С этими словами шофер притянул Маляка за ворот и вдарил по лицу, объявив таким образом начало драки… Он сделал это легко и умело, как что-то простое и привычное, будто играл в любимую игру: сначала метко ударил Маляка головой, потом кулаком в живот, а звонкий третий удар Маляк получил в нос, и струйка крови потекла по его лицу. Маляк пытался сопротивляться и даже нанес незначительный удар, нацеленный в лицо противника, а попавший неизвестно куда, не поразив цели. Затем, протестуя, он начал кричать, подвергаясь грубым побоям. Начался переполох, и работники разбежались от греха подальше. Со всех сторон стал сбегаться народ, чтобы поглазеть. Откуда ни возьмись, на крыше появился Абсхарон и завопил о помощи. Драка продолжалась, пока шоферу Али не удалось выгнать Маляка за пределы комнаты. Уважаемый Хамид Хавас смылся еще с самого начала и из табачного киоска напротив здания позвонил в службу спасения. Вскоре пришел молодой офицер полиции, а с ним несколько солдат и агенты безопасности. Они арестовали всех скандалистов: Маляка, его юных помощников, Абсхарона и шофера Али. Что касается Хамида Хаваса, то он подошел к офицеру, любезно с ним поздоровался и объяснил:
— Вы, господин паша, знаете закон. Вон тот (он указал на Маляка) хочет открыть торговую точку на крыше. А крыша — место общего пользования, его нельзя арендовать под коммерческие цели. Вы, господин, знаете, что это преступление, и оно квалифицируется как захват площади, за такое могут посадить на срок до трех лет.
— Вы адвокат? — спросил офицер уважаемого Хамида.
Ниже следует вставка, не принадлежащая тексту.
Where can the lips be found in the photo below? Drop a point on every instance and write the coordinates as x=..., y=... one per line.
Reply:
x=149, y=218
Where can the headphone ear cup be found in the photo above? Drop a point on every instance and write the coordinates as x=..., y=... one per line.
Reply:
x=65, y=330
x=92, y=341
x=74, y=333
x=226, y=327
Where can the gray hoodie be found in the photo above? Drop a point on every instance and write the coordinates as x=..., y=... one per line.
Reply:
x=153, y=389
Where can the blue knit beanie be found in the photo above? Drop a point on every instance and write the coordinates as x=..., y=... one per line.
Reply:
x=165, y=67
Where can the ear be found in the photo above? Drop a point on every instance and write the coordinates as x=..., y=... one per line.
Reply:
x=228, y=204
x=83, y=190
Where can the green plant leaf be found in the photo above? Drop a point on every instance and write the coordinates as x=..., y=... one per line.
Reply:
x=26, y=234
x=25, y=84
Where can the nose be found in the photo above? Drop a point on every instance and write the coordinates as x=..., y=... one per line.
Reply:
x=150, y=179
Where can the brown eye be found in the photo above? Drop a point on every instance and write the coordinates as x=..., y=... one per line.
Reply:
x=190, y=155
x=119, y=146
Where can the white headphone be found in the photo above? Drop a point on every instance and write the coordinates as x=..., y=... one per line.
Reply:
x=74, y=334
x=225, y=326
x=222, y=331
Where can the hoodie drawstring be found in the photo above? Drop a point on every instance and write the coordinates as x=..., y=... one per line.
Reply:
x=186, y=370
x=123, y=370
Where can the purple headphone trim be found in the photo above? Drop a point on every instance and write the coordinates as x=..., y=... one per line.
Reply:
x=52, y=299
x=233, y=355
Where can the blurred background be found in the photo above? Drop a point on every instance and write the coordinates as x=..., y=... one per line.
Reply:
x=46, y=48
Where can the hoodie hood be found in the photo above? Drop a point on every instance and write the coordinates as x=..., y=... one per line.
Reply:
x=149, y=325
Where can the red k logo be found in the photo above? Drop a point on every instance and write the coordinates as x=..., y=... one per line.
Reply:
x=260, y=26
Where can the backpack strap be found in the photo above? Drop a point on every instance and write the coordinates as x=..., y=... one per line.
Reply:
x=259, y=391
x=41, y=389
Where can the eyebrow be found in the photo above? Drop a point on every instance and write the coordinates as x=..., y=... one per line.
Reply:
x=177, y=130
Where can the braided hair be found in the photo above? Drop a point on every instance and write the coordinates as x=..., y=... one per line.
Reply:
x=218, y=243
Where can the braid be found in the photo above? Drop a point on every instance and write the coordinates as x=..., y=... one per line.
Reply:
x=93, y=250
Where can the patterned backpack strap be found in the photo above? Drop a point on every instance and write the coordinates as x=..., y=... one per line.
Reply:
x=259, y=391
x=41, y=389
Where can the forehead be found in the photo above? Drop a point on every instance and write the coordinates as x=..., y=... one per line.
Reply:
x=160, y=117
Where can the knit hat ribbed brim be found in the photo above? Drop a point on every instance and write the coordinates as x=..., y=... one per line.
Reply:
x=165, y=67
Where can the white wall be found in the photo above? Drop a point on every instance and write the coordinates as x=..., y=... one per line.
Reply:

— Нет, паша, я, господин Хамид Хавас, заместитель директора государственной канализационной службы, отделение аль-Мансуры… — уверенно отвечал тот. — Я один из Жильцов, чьи права на места общего пользования были нарушены. Как же, паша, владелец может сдавать крышу под торговлю?! Это ж наглый захват общей для жильцов площади… Может, потом он сдаст лифт или подъезд? Здесь есть закон или как?! — театрально вопрошал Хамид и заговорщицки посматривал на собравшихся жильцов. Его слова произвели на них впечатление, и они встревоженно зажужжали в знак протеста. Молодой офицер замялся, немного подумал и сказал недовольно:
— Ладно, давайте все в отделение…
* * *
Доктор Хасан Рашид был юристом, известным не только в Египте, но и во всем арабском мире. Он, как Таха Хусейн, Али Бадауи, Заки Нагиб Махмуд и другие, был одним из тех интеллигентов сороковых, которые, получив ученую степень на Западе, вернулись в свою страну и, чтобы передать то, чему научились, они начали преподавать в университетах Египта. Слова «прогресс» и «запад» были для них синонимами, и не важно, что они несли — хорошее или плохое. Все они возводили в священный ранг великие западные ценности: демократию, свободу, справедливость, ответственное отношение к труду, равенство. Они не считались с наследием своей нации, презирали ее обычаи и традиции как оковы, которые мешали просвещению, и считали своим долгом избавить от них народ ради его же возрождения…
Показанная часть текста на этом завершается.